Which is another topic of shared interest, the school we pass each way to and from the park, the teenagers inside, today other teenagers we know, my own teenager and a friend of one of the twos, my son who attends a different school, her friend who attends this one, and then the schools the brother of one two attends, an elementary school, and the day care we all attend, the fact that I am not a teenager, nor are the twos, and that I was once long ago, that I am now adult, that we all grow up this way, baby, child, teen, adult, all of this is new and worth discussing, and in my happiness amongst the twos I am not only looking forward to the conversation growing, I am grateful for the time and freedom to have the conversation, the ease with which our days proceed and the ability we have in our privileged lives in these sometimes crazy times, to do as we please, to talk as we wish, to find the world of interest and to explore it at our pace. All these are seemingly rights and privileges of being human, but not all children or teachers or caregivers experience them today. For that I am both grateful that we are, and fearful of the impact on others of the restriction of basic freedoms which limits this sort of talk.

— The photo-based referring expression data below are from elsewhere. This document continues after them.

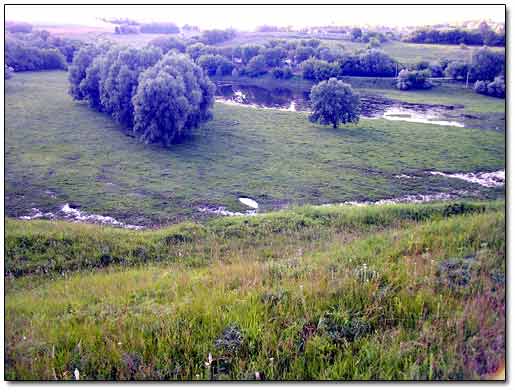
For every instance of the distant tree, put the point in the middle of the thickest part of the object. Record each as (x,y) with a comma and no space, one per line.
(168,43)
(77,70)
(302,53)
(256,66)
(126,29)
(318,70)
(373,43)
(274,57)
(215,65)
(173,97)
(159,28)
(497,88)
(414,80)
(18,27)
(486,64)
(375,62)
(24,56)
(216,36)
(93,86)
(334,102)
(356,34)
(457,70)
(248,52)
(195,50)
(436,69)
(121,81)
(282,72)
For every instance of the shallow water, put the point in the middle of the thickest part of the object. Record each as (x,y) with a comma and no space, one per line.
(75,215)
(486,179)
(428,117)
(249,202)
(372,106)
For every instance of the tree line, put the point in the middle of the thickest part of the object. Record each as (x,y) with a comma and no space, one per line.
(34,50)
(160,98)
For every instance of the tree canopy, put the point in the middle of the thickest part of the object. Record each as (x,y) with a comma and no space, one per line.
(334,102)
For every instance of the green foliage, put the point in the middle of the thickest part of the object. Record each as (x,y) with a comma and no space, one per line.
(216,36)
(318,70)
(281,305)
(256,66)
(160,28)
(168,43)
(215,65)
(173,97)
(414,80)
(496,88)
(487,64)
(334,102)
(457,70)
(24,56)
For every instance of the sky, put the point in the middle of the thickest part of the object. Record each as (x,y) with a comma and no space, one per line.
(249,17)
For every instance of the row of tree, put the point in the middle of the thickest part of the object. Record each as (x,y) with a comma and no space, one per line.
(482,36)
(38,50)
(160,98)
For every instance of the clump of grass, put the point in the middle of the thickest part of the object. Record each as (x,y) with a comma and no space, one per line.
(230,318)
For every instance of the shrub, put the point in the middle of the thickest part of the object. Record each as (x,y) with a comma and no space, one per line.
(457,70)
(168,43)
(160,28)
(319,70)
(173,97)
(334,102)
(414,80)
(256,66)
(121,81)
(496,88)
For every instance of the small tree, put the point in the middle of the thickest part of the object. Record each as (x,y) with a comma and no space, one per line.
(257,66)
(334,102)
(173,97)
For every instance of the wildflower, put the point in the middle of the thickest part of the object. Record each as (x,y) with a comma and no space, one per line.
(209,360)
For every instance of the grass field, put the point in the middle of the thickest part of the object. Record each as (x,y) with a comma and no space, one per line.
(349,293)
(58,150)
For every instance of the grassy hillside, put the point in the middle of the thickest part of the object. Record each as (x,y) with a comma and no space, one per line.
(58,151)
(390,292)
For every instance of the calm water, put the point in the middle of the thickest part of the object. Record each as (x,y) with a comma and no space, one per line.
(372,106)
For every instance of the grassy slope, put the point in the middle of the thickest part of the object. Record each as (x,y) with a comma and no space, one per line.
(294,284)
(56,145)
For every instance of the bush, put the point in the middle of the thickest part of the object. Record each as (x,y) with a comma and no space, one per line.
(126,29)
(121,81)
(319,70)
(414,80)
(302,53)
(168,43)
(18,27)
(334,102)
(457,70)
(160,28)
(77,70)
(215,65)
(216,36)
(256,66)
(497,88)
(23,56)
(486,64)
(282,73)
(173,97)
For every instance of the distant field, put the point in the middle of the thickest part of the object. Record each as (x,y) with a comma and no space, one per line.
(58,150)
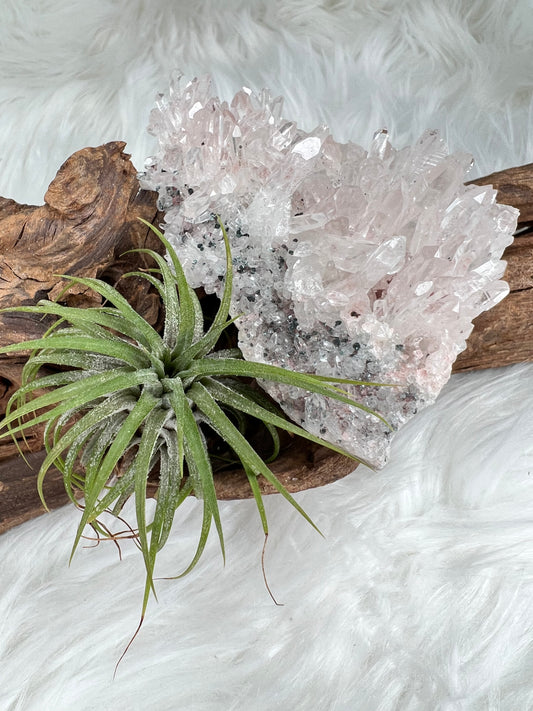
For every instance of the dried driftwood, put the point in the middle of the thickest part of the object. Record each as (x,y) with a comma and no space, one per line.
(90,218)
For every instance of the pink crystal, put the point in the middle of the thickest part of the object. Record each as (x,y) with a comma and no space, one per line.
(368,265)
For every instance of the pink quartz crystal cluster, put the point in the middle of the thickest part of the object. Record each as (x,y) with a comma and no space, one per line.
(368,265)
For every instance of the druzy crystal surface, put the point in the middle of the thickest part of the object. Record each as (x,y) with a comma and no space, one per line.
(368,265)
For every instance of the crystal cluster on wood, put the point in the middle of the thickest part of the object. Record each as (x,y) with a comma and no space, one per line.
(368,265)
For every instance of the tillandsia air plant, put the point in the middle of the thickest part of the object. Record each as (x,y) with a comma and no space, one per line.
(128,395)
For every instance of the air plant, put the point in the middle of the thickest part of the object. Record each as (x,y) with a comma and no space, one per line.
(130,399)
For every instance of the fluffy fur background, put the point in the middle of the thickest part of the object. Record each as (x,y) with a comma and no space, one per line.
(420,597)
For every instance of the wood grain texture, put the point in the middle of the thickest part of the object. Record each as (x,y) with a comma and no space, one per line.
(89,219)
(504,335)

This morning I wake up wishing to write. Tuesday mornings are my day on my own and I often steal time here. A weekend or two a month I visit with my beau in Western, MA. We walk and and talk and are together nearly twenty four hours a day three days in a row, plus a night on either end, which is lovely as can be, but the shock of the return to single life can be, well, shocking, to wake up alone in the bed, to face the day again as a single gal, is a letdown, to say the least. This weekend and this morning were that for me.

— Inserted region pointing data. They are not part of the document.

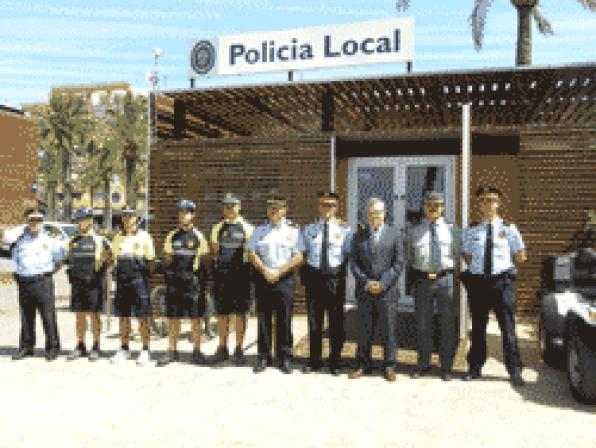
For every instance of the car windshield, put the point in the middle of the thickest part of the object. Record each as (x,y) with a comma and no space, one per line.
(70,230)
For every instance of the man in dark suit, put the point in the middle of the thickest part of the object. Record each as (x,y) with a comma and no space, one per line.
(376,261)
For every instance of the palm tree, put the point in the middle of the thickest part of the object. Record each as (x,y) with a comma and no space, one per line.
(65,128)
(525,8)
(129,138)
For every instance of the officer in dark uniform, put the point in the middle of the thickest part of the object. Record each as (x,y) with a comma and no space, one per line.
(275,249)
(134,255)
(433,249)
(87,254)
(326,246)
(184,250)
(37,257)
(231,275)
(491,250)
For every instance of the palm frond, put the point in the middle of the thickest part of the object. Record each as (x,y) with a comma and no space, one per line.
(478,20)
(589,4)
(402,5)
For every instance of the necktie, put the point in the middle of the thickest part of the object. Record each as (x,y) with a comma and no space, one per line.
(488,250)
(435,250)
(325,248)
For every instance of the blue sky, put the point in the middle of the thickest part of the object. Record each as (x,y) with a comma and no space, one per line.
(50,43)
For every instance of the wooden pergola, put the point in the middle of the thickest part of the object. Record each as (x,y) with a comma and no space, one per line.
(533,135)
(387,105)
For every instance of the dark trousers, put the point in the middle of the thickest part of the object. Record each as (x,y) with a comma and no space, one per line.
(494,293)
(37,294)
(325,293)
(275,299)
(426,292)
(373,311)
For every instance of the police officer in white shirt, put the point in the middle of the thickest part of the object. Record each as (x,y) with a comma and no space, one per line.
(491,250)
(326,246)
(275,250)
(37,257)
(433,249)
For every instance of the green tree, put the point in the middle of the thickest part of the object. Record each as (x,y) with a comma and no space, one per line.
(129,138)
(65,127)
(525,9)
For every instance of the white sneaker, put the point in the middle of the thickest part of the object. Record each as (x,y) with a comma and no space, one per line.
(143,358)
(121,355)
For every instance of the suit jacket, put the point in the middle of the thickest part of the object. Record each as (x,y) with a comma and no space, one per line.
(381,261)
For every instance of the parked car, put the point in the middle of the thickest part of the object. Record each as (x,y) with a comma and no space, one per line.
(59,230)
(567,329)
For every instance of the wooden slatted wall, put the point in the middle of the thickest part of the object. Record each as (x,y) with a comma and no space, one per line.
(254,169)
(557,185)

But this morning, as I’m preparing to write my guy a brief morning note, a good friend writes to share some shocking news, an illness in the family which strikes me close to home, and all my troubles are put in perspective. Life with love and health and relative financial stability, three mostly happy kids, health care, a good job, a community where I’ve lived many years and where I’m somewhat known, all those things strike me as more than enough, if not the perfection of which my younger self had dreamed when setting up the doll house family with mother, father, sister, brother and extended family all within easy reach. 

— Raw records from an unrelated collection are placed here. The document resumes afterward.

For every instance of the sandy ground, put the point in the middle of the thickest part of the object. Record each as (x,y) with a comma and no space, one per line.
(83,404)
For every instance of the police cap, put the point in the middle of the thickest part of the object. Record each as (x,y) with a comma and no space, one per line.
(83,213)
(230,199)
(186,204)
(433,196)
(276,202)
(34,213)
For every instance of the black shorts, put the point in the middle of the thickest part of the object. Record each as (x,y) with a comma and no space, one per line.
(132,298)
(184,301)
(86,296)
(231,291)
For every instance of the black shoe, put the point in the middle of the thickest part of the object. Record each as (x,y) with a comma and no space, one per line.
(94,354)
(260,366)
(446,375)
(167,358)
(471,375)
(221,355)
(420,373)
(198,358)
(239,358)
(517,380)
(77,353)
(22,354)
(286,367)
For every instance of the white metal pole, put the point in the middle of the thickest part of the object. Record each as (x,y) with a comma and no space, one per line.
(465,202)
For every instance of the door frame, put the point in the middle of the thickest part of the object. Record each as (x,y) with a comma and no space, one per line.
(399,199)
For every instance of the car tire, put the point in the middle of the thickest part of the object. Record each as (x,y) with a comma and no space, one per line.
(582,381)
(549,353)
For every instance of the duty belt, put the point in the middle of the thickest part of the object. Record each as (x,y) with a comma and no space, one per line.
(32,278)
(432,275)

It’s not that kind of life for me, the traditional family life, but it’s a life, and that is more than my dad got at this age, and more than many can hope for when they are in a bad place. I don’t pray, but I do think good thoughts, and I’m thinking those for all the ones in my life who are struggling now, and that is quite a few. I hope you’ll join me in the prayer, good thoughts thing, as you go about your day. All for now, as the laundry, dishes, shower, day care routine call. Peace and love on the journey is a big enough goal for now.